After saying this, I rushed home without completing the parikrama. I collapsed on the bed and kept weeping for more than an hour. I realized that by letting Gopal come to our house, I had given reasons for some perverts in the village to talk ill about me. I couldn't believe that one should pay such a heavy price for being considerate to others. I began awaiting my husband so that I can lean on his shoulders and weep my heart out. When he came eventually, I was much more composed and cool. I gave him a cup of coffee and as he began sipping, I began narrating the whole story.
He wasn't reacting as I had expected. Once I finished, we both remained silent for a few minutes before my husband finally began to speak.
"As a matter of fact, I knew there was something wrong between you and Gopal," he spoke sending a bolt from the blue into me. " Honestly, I didn't want to make any issue out of this. I know you are alone at home and you need some company to relax yourself."
"What do you mean?" I couldn't believe what he was talking about.
"Relax," He smiled much to my discomfort. "I did ask you why Gopal had stopped coming. You never gave any reply. What do you expect me to presume?"
"What is there to presume?" I fumed in anger. "He is just a kid."
"But you aren't," my husband smiled cruelly. "If there wasn't anything untoward, you should have told me everything long back."
"That is ridiculous," I screamed. "You don't trust me?"
"Not anymore," He stood up and began walking towards the stairs. "But, I am behaving like a gentleman.

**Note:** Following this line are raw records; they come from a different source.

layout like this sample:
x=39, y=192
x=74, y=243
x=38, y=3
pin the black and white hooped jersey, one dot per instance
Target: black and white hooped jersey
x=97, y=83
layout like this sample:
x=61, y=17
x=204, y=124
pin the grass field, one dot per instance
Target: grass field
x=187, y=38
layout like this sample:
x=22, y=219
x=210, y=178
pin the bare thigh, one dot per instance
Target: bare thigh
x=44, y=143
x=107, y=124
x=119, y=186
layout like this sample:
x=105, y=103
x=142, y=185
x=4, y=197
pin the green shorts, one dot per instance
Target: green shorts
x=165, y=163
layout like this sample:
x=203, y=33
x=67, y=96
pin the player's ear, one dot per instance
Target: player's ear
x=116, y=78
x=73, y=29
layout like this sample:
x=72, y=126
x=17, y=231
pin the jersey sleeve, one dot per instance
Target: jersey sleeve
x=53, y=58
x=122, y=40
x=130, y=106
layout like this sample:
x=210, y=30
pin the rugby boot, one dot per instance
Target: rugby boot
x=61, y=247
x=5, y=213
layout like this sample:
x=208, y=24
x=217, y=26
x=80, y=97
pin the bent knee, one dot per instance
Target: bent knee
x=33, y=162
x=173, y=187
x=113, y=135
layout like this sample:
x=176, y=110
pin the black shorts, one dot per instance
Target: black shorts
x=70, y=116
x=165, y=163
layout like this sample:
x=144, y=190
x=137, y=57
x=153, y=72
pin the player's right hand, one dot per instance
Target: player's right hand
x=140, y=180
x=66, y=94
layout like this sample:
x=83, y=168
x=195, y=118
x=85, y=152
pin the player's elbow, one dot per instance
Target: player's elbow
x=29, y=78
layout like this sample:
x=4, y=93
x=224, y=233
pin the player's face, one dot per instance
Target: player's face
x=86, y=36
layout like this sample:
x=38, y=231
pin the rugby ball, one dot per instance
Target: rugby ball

I know I am getting old and perhaps can't cope up with your sexual expectations. You are free to bring to as many boys into the house and have a nice time with them. But, I can't stop people from talking anything about you."
"You harmed me," I shouted at him as he went upstairs without minding my tears.
I couldn't believe that my husband had suspicions about my fidelity, that too after 27 years of marriage. It was a terrible feeling, to realize that the whole world had turned against me for no reason whatsoever.
The next few days almost drove me to the edge of frustration; even I thought of harming myself in depression. My husband like most people in the village had concluded that I had some illicit affairs with Gopal. As days passed by, my frustration began taking all the ugly turns, loosing all faith on everything around me. It looked although I was living in a void, before Gopal returned again.
It was around afternoon when he knocked at the door. I hesitantly let him in although I shouldn't have. He looked miserable and his unshaved face suggested that he was getting his own share of the rumor mongering inside the village. He quietly sat down on the chair and lowered his head in embarrassment.
"Are you happy?" I asked him with a wry smile. "Your people have made me look like a prostitute."
Suddenly, he looked up and gazed my eyes. He stood up and grabbed me around the waist pulling me closer to him. Before I could realize, he was kissing me full on my mouth ignoring whatever protests I was making. He broke the kiss and gasped for breath.
"This is a lousy village with lousy people," Gopal mumbled. "There is no point in being truthful to people who don't deserve.